Table of Contents

Getting started #

Thanos provides a global query view, data backup, and historical data access as its core features in a single binary. All three features can be run independently of each other. This allows you to have a subset of Thanos features ready for immediate benefit or testing, while also making it flexible for gradual roll outs in more complex environments.

In this quick-start guide, we will configure Thanos and all components mentioned to work against a Google Cloud Storage bucket. At the moment, Thanos is able to use different storage providers, with the ability to add more providers as necessary.

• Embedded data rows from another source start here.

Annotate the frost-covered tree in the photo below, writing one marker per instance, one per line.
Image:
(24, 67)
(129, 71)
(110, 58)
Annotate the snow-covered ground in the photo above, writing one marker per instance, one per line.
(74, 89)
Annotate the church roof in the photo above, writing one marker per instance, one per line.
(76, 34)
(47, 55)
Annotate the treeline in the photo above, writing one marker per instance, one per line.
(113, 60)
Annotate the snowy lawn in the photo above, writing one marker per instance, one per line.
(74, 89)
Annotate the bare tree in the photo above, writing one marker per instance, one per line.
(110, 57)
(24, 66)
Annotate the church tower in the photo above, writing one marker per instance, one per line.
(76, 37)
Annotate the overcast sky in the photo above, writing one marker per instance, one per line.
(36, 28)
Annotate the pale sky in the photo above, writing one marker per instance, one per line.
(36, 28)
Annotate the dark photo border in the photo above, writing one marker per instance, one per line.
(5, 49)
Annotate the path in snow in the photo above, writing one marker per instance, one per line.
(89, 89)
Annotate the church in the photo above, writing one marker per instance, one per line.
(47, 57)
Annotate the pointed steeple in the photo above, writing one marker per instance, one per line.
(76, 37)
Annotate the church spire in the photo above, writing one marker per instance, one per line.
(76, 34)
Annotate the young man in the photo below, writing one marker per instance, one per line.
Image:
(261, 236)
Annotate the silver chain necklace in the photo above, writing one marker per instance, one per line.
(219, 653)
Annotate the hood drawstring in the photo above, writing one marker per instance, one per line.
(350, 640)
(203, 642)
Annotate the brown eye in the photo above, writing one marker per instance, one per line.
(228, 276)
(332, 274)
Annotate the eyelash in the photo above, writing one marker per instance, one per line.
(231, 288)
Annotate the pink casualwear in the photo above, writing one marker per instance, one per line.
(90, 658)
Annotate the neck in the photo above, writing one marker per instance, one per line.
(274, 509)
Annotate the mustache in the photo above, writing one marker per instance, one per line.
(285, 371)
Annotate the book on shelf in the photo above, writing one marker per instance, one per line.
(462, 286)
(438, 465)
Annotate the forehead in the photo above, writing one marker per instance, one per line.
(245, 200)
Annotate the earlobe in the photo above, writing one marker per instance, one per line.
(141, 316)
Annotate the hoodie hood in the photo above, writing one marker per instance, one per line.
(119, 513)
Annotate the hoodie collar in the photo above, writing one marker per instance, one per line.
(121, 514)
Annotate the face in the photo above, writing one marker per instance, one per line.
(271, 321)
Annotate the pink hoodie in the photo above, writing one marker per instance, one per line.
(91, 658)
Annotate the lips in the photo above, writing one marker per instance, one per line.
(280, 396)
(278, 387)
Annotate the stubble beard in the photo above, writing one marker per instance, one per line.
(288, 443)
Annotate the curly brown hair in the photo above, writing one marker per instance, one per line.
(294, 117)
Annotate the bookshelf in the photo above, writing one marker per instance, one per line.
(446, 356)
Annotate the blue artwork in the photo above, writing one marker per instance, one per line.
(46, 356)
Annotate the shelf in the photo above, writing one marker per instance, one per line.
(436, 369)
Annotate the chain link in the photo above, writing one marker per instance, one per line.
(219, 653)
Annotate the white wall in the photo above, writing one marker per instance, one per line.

Thanos will work in cloud native environments as well as more traditional ones. Some users run Thanos in Kubernetes while others on bare metal. More deployments examples and stories will be described soon.

Architecture Overview #

architecture overview

Requirements #

  • One or more Prometheus v2.2.1+ installations
  • golang 1.10+
  • An object storage bucket (optional)

Get Thanos! #

You can find the latest Thanos release here.

If you want to build Thanos from source, make sure you have installed bzr and git. bzr is required, because go modules will use whatever VCS dependency use and in our case a single deps is using bzr. And that you have a working installation of the Go toolchain (GOPATH, PATH=${GOPATH}/bin:${PATH}), Thanos can be downloaded and built by running:

go get -d github.com/improbable-eng/thanos/...
cd ${GOPATH}/src/github.com/improbable-eng/thanos
make

The thanos binary should now be in your $PATH and is the only thing required to deploy any of its components.

You may meet below error:

go: verifying github.com/grpc-ecosystem/go-grpc-middleware@v1.0.0: checksum mismatch
    downloaded: h1:BWIsLfhgKhV5g/oF34aRjniBHLTZe5DNekSjbAjIS6c=
    go.sum:     h1:Iju5GlWwrvL6UBg4zJJt3btmonfrMlCDdsejg4CZE7c=
Makefile:183: recipe for target 'go-mod-tidy' failed

If your golang version is 1.11.4, you can run following cmd then make would pass:

go clean -modcache

If your golang version is below 1.11.4, highly recommend you upgrade to 1.11.4 or above.

Prometheus #

Thanos bases itself on vanilla Prometheus (v2.2.1+).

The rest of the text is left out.